Caffeic acid functionalized silver nanoparticles: A bionanoformulation and its assessment of cell cycle and in vitro cytotoxicity

Abstract

Caffeic acid, a potent polyphenol belonging to the hydroxycinnamic acid derivative class, was utilized in the synthesis of silver nanoparticles (AgNPs) at ambient temperature. The resultant conjugates underwent comprehensive characterization employing various analytical techniques, including UV–visible spectroscopy, FTIR, RAMAN spectroscopy, dynamic light scattering (DLS) for size and zeta potential analysis, atomic force microscopy (AFM), and scanning electron microscopy (SEM). Through these analyses, the morphological characteristics of the synthesized nanoparticles were elucidated, providing valuable insights into their structural properties. Subsequently, the cytotoxic effects of the caffeic acid-synthesized silver nanoparticles were assessed against A549 cells over a 48-h period by MTT assay. Remarkably, these nanoparticles exhibited significant toxicity towards the cells, with inhibitory effects observed at concentrations of 141 μg/ml for CA AgNPs.

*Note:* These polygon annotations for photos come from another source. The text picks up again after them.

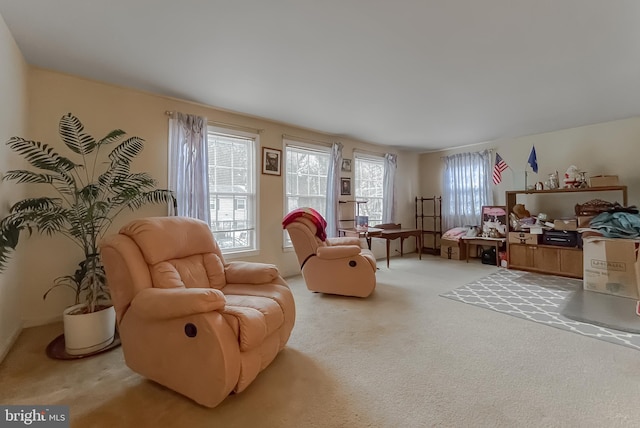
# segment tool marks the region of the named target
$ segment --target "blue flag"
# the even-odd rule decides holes
[[[538,157],[536,156],[536,146],[531,147],[531,153],[529,154],[529,165],[533,169],[533,172],[538,172]]]

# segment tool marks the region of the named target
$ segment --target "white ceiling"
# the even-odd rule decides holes
[[[418,151],[640,115],[638,0],[0,0],[27,62]]]

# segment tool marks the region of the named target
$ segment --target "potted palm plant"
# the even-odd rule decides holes
[[[127,138],[124,131],[116,129],[96,140],[84,132],[80,120],[71,113],[60,119],[59,133],[75,159],[38,141],[12,137],[7,142],[36,171],[12,170],[3,179],[48,185],[56,195],[16,202],[0,220],[0,273],[25,231],[28,235],[34,230],[45,235],[62,234],[82,249],[84,258],[78,269],[72,275],[57,278],[43,296],[46,299],[58,287],[73,290],[75,304],[63,314],[65,349],[69,354],[81,355],[109,346],[115,337],[115,311],[99,239],[123,210],[136,210],[147,203],[175,205],[175,198],[170,190],[157,189],[149,174],[131,172],[131,162],[144,147],[141,138]],[[110,146],[113,148],[104,158]],[[79,315],[86,317],[75,321]],[[92,337],[86,318],[105,319],[96,330],[98,337]]]

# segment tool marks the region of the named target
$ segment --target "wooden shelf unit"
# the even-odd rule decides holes
[[[442,237],[442,197],[419,198],[416,196],[416,229],[422,231],[422,252],[440,254],[440,238]],[[429,204],[428,213],[424,204]],[[425,239],[425,235],[429,239]],[[432,244],[427,246],[427,244]]]
[[[620,192],[622,193],[622,205],[627,206],[627,186],[507,191],[505,201],[507,213],[509,214],[513,211],[514,205],[518,203],[518,196],[521,195],[536,194],[544,196],[545,194],[598,192]],[[569,209],[573,209],[573,207]],[[508,232],[513,232],[513,230],[511,230],[511,222],[507,218],[507,238]],[[507,239],[507,259],[509,269],[549,273],[571,278],[582,278],[583,275],[581,248],[542,244],[510,244]]]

This underscores their potential as potent agents against cancer cells. Furthermore, the profound significance of caffeic acid-synthesized silver nanoparticles was evaluated specifically against A549 lung cancer cells. This was corroborated through cell cycle analysis, which demonstrated the potent anticancer activity of the caffeic acid-synthesized silver nanoparticles. Such findings suggest promising prospects for their utilization in diverse cancer treatment modalities. Overall, the successful synthesis and characterization of caffeic acid-synthesized silver nanoparticles underscore their potential as potent agents against cancer, particularly in combating A549 lung cancer cells. Further research and exploration into their mechanisms of action and potential synergistic effects with existing anticancer therapies could unveil additional avenues for their clinical translation and utilization in cancer management.